All electronic balloting presents problems that paper ballots don't. (Paper ballots aren't problem-free either, and the history of corrupt elections goes back to the early Nineteenth Century at least, but they come with a different set of problems.) A group of academic and industry experts concerned with electronic voting have sent the US Cybersecurity and Infrastructure Security Agency (CISA) a letter expressing their appreciation for CISA's work, but more importantly stating concerns about CISA's advisories about election security. The signatories see three basic problems:
- "Online ballot marking greatly amplifies the security threats of online ballot delivery and introduces significant risks to ballot secrecy. It should be discouraged except for voters with relevant disabilities."
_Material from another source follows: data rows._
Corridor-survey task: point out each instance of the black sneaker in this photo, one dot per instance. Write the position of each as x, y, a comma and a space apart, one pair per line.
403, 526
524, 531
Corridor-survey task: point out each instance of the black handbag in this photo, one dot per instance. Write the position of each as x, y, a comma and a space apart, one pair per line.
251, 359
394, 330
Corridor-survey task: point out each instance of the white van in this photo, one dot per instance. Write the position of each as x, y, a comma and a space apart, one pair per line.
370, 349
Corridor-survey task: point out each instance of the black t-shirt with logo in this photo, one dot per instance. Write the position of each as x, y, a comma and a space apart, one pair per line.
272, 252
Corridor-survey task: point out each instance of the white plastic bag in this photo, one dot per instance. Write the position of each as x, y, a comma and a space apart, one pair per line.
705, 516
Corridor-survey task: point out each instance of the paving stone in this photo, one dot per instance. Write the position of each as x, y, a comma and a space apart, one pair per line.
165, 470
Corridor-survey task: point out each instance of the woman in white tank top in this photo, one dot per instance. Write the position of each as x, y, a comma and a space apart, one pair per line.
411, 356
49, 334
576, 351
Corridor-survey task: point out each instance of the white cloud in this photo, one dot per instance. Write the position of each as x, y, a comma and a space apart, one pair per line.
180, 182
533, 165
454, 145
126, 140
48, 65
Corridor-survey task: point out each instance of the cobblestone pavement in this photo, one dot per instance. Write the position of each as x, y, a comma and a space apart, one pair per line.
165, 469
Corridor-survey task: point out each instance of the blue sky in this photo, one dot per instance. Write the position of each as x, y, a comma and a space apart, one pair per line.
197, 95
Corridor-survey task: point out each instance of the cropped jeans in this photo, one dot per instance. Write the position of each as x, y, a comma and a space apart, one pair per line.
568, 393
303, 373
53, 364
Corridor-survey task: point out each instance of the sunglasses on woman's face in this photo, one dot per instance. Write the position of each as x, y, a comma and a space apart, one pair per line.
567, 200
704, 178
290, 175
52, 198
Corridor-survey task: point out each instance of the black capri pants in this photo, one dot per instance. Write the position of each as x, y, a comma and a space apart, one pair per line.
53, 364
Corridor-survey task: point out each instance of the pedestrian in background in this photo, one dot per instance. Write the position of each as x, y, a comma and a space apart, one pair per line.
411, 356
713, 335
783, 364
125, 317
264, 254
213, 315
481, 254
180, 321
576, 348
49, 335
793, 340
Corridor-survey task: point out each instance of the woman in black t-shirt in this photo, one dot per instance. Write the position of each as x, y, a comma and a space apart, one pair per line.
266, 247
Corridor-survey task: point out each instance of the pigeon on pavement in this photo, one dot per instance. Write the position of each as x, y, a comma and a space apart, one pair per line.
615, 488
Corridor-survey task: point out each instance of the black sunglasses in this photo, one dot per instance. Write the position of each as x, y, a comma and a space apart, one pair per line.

- "Ballots delivered online are vulnerable to cybersecurity attacks. Unlimited/large scale online ballot delivery may enable the casting of fraudulent ballots if appropriate safeguards are not in place."
- "The back-end processing of electronically transmitted blank ballots involves a much greater workload and potential health risk for election workers compared to the processing of preprinted absentee ballots. Large-scale adoption of electronically delivered ballots will both burden election offices and increase the risk of person-to-person contact among election workers during the novel coronavirus pandemic if proper sanitation and social distancing precautions are not taken."
Comments on UK 5G security policy trending against Huawei.
Ars Technica has a review of the comments being offered on the British government's current policy of allowing Huawei to participate in "non-core" sections of the country's coming 5G infrastructure. Sentiment is not running in Huawei's favor. As Ars Technica sums it up, "If the written submissions are anything to go by, Huawei is in trouble in the UK. The only ones defending the decision were from the government itself and from the two companies with the most to lose from a total ban on Huawei kit in the UK’s 5G networks. Everyone else is urging the government to change its position to just that."
The European Commission wants more authority to take action against money laundering.
The Wall Street Journal reports that the European Commission, the EU's executive arm, is asking for more authority to act against money laundering. While the EU currently has some limited scope for action, most money laundering law enforcement remains in national hands. The proposed changes would not only give the EU the ability to undertake such enforcement actions as direct inspection of banks, but would also help harmonize and standardize regulations across the EU, removing the loopholes between national laws that have permitted criminals to slip past the authorities.